The artist was an accomplished draftsman, and drawings accompanied nearly every step of his career. He had his inside jacket pockets tailored to accommodate his large drawing tools of sketchbooks, pencils and, later, an iPad. In 2010, the first of several Hockney iPad drawings graced the cover of the New Yorker, and many have been featured in the artist’s exhibitions since then.
Hockney went home to England for Christmas for 30 years, often visiting his mother in the coastal town of Bridlington. It was just a few hours away from Bradford, where, as a teenager in the 1950s, Hockney would ride his bicycle to work in the fields.
In 1997, when his good friend Jonathan Silver was dying, Hockney stayed in Yorkshire for four months. It was Silver, Hockney told The Times, who suggested he paint Yorkshire again, something he hadn’t done since he was a student.
By 2005, Hockney was painting the countryside en plein air, his easel — or, sometimes, easels — set up outdoors in the midst of what he was painting. When his paintings grew larger, he would add more canvases, resulting in paintings of nine or more canvases. Later he equipped a Jeep with nine small carefully mounted high-definition cameras to film Yorkshire’s rolling hills, trees and skies, then showed the films on multiple screens for friends and, later, in exhibitions.
Based in Bridlington in the family home, with a huge studio a few miles away, Hockney went on to paint Yorkshire in every season, a project he knew would take him a long time to complete. “As we say in Hollywood,” he would quip, “I’m on location.”
Hockney returned to Los Angeles full-time in 2013 but hardly slowed down. “Most people die of boredom,” he said in 2018. “I’m not bored yet. I’m still curious. I’m still excited by pictures. I say that when I’m in the studio, I feel like I’m 30, but when I leave it, I know I’m 80. So, naturally, I stay in the studio.”

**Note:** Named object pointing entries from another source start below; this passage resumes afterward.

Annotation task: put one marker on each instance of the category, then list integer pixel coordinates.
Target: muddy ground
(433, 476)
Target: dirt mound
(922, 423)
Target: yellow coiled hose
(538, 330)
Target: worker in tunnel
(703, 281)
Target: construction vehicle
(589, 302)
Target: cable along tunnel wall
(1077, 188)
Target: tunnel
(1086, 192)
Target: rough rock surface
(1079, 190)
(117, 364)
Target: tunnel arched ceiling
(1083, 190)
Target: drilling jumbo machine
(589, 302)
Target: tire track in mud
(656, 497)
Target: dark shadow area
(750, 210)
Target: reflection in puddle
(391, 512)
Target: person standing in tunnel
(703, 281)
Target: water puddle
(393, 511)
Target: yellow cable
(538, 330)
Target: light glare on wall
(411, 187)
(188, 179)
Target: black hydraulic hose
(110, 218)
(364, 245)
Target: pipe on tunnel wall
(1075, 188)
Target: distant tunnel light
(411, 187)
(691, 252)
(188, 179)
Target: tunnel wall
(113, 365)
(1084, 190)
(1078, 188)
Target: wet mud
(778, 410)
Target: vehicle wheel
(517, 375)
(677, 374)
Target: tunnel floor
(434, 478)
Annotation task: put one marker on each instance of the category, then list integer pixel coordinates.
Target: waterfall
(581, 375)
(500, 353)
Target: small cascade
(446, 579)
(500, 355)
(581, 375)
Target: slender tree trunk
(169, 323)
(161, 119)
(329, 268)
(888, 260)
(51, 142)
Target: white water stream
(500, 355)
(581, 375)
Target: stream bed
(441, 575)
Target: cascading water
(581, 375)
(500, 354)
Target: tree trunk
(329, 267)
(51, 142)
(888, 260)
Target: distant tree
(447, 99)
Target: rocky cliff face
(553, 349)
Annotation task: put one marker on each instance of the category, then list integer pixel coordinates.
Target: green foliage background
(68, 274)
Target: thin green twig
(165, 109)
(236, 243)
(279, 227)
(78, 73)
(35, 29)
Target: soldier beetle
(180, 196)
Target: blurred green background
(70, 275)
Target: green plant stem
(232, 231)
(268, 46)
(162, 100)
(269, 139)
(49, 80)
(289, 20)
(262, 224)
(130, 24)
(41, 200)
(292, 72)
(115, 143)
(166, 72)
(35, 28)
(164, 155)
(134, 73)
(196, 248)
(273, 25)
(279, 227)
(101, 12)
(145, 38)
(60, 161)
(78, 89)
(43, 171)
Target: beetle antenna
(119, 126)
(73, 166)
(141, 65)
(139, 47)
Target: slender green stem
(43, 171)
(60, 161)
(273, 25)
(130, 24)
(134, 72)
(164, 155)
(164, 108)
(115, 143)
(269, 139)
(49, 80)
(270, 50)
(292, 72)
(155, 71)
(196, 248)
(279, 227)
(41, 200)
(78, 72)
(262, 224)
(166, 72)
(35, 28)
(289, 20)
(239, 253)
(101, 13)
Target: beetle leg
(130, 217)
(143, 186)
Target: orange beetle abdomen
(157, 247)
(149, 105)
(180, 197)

As his hearing worsened, he left his home less. Rather, he brought the world to him, inviting painting, photography and film subjects to perform for his camera or sit for portraits in his studio.
At 82, he also set up a studio in France, a country he felt was more hospitable to smokers like himself, and rented a large home in Normandy. He told reporters he wanted to be closer to the Bayeux Tapestry, his favorite artwork, where he could create work inspired by the tapestry and which he hinted might be his swansong. “It is going to be marvelous,” he told the Art Newspaper. “I can’t think of anything better than to watch the arrival of spring in Normandy in 2019. Van Gogh would have loved it.”